Remembering Justice Mahadev Ranade on 18th January, his birth anniversary.
As a judge of Bombay High Court, he was instrumental in giving a progressive shape to public life in Maharashtra
Mahadev Govind Ranade was born on 18th January 1842 at Nasik. He was from Brahmin well to do and an orthodox family. His early education was at Kolhapur and completed higher education in Bombay. Ranade was a distinguished judge, writer cum social reformer of India during the pre-independence era. He believed every Indian who had the equipment of western education had this public responsibility and he set an ideal example by his own efforts for 30 years for all to follow.
His Education and Work:
Ranade belonged to the very ﬁrst batch of students in Bombay University who acquired the B.A. degree in the year 1862 and then again L.L.B. from the Government Law School in the year 1866. As a judge of Bombay High Court, he was instrumental in giving a progressive shape to public life in Maharashtra and played an important role in setting up the Indian National Congress.
Ranade wrote a number of books and articles to educate people about their rights. He published books on Indian economics and on Maratha history. Reform of Indian Culture and use of an adaptation of Western Culture, in Justice Ranade’s view, would bring about “common interest and fusion of thoughts” amongst all men. His book ‘Rise of the Maratha Power (1900)’ opened a new debate about the History of the Marathas. He worked hard to stop child marriages, the shaving of widows’ heads and advocated widow marriages and female education. Though he himself was subject to a second marriage of child bride, he educated his wife.

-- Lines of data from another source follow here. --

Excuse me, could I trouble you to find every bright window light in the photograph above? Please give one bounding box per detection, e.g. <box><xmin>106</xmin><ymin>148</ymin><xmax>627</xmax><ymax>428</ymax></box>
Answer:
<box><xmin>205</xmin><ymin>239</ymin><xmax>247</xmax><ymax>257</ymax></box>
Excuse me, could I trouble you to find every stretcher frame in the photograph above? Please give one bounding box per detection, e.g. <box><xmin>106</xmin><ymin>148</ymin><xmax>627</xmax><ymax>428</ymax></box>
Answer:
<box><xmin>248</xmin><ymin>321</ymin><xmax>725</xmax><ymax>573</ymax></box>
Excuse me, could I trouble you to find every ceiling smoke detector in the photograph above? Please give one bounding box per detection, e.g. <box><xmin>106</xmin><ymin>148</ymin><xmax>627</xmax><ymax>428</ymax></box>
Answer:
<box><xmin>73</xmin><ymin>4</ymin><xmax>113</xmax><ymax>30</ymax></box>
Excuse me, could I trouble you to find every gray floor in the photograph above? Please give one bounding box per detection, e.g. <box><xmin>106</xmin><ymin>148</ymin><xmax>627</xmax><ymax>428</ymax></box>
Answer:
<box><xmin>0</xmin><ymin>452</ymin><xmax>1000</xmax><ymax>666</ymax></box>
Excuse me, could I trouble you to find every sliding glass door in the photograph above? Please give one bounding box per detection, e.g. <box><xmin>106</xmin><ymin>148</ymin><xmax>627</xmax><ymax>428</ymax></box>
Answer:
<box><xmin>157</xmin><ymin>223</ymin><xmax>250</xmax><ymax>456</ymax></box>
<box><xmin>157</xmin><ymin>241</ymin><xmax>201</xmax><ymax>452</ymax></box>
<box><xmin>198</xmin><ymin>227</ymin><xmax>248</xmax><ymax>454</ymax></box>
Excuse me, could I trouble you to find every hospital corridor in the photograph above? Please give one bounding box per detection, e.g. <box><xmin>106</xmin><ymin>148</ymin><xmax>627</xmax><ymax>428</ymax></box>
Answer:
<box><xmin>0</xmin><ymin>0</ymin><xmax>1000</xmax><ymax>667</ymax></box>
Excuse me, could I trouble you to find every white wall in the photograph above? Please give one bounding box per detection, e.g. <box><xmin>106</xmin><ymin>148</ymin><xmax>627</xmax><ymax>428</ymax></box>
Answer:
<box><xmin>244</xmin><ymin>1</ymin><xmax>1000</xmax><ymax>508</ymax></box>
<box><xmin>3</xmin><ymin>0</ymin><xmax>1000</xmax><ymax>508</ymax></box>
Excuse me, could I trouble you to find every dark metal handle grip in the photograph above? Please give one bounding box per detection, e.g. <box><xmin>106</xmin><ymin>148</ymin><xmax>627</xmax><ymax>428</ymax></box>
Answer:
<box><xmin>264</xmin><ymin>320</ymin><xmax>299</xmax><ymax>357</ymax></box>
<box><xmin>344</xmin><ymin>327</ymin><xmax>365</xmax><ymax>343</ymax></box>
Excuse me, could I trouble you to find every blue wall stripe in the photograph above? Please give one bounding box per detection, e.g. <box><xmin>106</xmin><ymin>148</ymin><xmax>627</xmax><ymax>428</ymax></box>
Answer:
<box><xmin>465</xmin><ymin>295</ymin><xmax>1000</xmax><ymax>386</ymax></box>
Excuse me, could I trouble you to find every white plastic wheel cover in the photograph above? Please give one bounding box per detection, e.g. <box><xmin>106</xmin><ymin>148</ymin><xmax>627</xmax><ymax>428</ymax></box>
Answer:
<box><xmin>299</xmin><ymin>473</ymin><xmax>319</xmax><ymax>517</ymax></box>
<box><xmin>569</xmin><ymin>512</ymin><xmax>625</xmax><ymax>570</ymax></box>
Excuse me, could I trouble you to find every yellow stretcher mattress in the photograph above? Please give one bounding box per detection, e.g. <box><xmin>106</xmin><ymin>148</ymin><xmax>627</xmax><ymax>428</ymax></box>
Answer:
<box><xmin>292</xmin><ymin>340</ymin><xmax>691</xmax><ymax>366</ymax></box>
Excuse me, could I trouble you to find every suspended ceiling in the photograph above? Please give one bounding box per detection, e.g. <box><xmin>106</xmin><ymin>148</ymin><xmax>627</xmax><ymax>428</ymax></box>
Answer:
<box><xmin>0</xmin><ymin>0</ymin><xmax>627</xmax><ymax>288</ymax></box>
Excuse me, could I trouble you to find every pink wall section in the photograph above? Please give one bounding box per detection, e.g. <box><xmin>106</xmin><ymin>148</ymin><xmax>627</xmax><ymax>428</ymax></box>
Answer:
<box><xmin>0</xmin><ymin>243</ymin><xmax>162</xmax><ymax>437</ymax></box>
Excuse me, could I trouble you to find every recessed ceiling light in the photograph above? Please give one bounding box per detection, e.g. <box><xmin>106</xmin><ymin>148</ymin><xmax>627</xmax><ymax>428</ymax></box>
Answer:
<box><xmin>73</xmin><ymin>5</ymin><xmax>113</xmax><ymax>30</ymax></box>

After his death, his second wife continued his social and educational reform work. He had no children. He died on 16 January 1901. . Rich tributes were paid to him by Lokamanya Tilak when he said that he believed in the all sided and not lop-sided development of the nation. He was clearly of the opinion that we are backward in every way – religiously, socially, industrially, educationally, politically and unless we improve in all these respects we would not come In line with the civilized nations.